The XO is also a multi-purpose tool, as I am sure it was made to be, and therefore with the proper guidance can help teach so many new things to these pupils in rural Kenya on issues that affect them.
The biggest challenge we face at the moment is funding. The five day trip we are concluding alone has cost nearly $200 just to cater just for basic accommodation, meals and transport. We would be much more efficient if we have available funds to rent a house in the town near the school and if we had a vehicle to tackle the nearly impossible and nearly always wet terrain the school is located at.
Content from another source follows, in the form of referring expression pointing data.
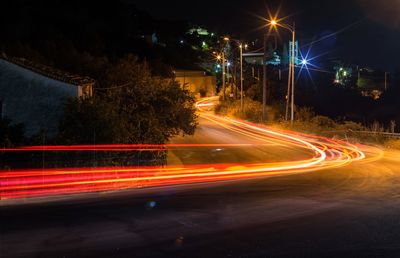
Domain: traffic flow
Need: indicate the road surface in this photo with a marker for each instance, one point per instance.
(349, 207)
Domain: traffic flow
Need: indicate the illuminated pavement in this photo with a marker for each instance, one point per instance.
(234, 150)
(348, 208)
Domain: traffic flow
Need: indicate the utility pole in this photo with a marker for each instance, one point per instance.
(293, 72)
(288, 90)
(385, 81)
(241, 78)
(264, 79)
(223, 75)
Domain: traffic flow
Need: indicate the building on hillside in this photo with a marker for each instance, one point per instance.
(197, 82)
(34, 94)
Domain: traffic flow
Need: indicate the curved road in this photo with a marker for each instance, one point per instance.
(348, 206)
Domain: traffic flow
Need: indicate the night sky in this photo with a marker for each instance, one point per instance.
(369, 29)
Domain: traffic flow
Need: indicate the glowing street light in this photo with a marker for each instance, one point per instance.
(241, 68)
(292, 29)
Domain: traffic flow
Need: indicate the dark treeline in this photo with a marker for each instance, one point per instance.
(116, 44)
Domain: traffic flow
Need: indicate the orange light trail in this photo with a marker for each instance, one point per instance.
(323, 153)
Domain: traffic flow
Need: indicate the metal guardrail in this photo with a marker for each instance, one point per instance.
(49, 72)
(385, 134)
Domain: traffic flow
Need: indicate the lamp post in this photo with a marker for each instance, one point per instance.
(241, 69)
(291, 81)
(219, 57)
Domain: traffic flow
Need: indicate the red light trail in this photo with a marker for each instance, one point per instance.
(323, 153)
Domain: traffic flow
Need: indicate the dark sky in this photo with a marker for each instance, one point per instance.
(371, 37)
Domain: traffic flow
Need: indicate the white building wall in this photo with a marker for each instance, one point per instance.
(33, 99)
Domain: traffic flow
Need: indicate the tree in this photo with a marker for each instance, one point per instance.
(130, 106)
(11, 135)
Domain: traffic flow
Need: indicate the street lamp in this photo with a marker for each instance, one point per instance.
(291, 77)
(241, 69)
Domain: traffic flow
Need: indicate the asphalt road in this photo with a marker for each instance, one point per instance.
(352, 211)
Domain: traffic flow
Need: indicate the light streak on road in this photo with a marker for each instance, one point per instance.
(323, 153)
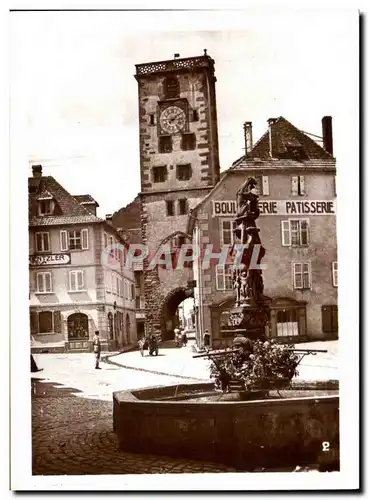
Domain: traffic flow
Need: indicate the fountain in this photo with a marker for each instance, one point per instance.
(247, 427)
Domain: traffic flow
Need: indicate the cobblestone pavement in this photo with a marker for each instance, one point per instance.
(72, 435)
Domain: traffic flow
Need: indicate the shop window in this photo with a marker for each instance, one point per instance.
(159, 174)
(184, 172)
(224, 277)
(188, 142)
(165, 144)
(295, 232)
(76, 281)
(301, 275)
(43, 242)
(170, 207)
(330, 319)
(77, 326)
(287, 323)
(335, 273)
(45, 321)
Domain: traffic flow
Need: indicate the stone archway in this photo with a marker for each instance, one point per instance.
(169, 308)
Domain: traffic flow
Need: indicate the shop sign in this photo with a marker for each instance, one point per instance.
(224, 208)
(49, 259)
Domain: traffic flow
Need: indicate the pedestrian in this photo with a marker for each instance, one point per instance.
(207, 339)
(97, 349)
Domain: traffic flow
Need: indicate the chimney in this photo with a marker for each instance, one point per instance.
(247, 129)
(271, 122)
(37, 170)
(327, 134)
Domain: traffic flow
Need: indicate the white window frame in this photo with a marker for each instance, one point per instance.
(43, 277)
(76, 273)
(220, 272)
(221, 222)
(301, 272)
(335, 273)
(286, 232)
(42, 234)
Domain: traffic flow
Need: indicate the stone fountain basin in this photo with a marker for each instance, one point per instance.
(194, 421)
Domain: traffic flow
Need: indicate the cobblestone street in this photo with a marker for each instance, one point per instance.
(72, 411)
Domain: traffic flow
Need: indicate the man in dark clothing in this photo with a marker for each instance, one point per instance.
(97, 349)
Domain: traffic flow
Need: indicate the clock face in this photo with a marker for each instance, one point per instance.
(172, 119)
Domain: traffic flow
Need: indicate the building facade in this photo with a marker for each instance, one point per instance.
(179, 165)
(74, 290)
(296, 184)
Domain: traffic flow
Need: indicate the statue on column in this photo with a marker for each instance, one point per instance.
(248, 282)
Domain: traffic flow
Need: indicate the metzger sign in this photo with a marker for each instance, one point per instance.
(50, 259)
(280, 207)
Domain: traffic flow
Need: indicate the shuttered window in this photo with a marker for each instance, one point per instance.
(330, 319)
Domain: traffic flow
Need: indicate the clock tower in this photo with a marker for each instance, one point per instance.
(179, 164)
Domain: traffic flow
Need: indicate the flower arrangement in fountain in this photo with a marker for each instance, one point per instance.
(269, 366)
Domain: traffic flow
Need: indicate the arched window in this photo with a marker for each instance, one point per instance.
(77, 326)
(171, 87)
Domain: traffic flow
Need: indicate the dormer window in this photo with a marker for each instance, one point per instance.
(45, 207)
(45, 203)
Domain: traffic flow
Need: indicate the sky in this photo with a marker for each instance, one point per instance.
(74, 97)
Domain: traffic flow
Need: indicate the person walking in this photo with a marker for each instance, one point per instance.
(97, 349)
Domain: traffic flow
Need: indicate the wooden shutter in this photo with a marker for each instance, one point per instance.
(63, 241)
(265, 185)
(220, 277)
(295, 185)
(286, 233)
(72, 280)
(40, 282)
(57, 321)
(34, 323)
(39, 242)
(84, 239)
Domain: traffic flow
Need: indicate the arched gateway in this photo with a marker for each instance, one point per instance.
(168, 310)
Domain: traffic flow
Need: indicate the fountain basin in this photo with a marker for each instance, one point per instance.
(193, 421)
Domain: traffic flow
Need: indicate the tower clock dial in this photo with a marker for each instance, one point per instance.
(172, 119)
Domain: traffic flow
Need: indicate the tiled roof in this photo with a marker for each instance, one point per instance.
(67, 209)
(85, 199)
(289, 143)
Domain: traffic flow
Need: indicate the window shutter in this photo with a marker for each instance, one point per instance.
(286, 233)
(38, 242)
(57, 321)
(297, 275)
(80, 280)
(48, 284)
(84, 239)
(220, 278)
(46, 242)
(40, 283)
(63, 241)
(304, 232)
(72, 280)
(34, 323)
(265, 184)
(295, 185)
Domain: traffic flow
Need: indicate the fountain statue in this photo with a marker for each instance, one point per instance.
(249, 316)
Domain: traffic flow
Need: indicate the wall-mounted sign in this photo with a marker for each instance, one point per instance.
(279, 207)
(49, 259)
The other major challenge is the limited number of XOs we have. This is a school of nearly 900 pupils, as I mentioned earlier, and with only 9 laptops we are nowhere near able to cater for all these children. If we created all that buzz with just nine laptops, imagine what would happen if we had even a hundred!
The third major challenge is that the children have a very poor command of the English language, the main mode of communication. Of course we are hoping that this is a problem we will fix in due course.
This entire program is a working progress. There are so many limitations that face children like this when it comes to them and realizing their full potential. With patience and dedication, we can all collectively help to improve the education process in poorer countries, especially in Sub-Saharan Africa, and bring the unfamiliar belief to this children that you are never too little to dream big!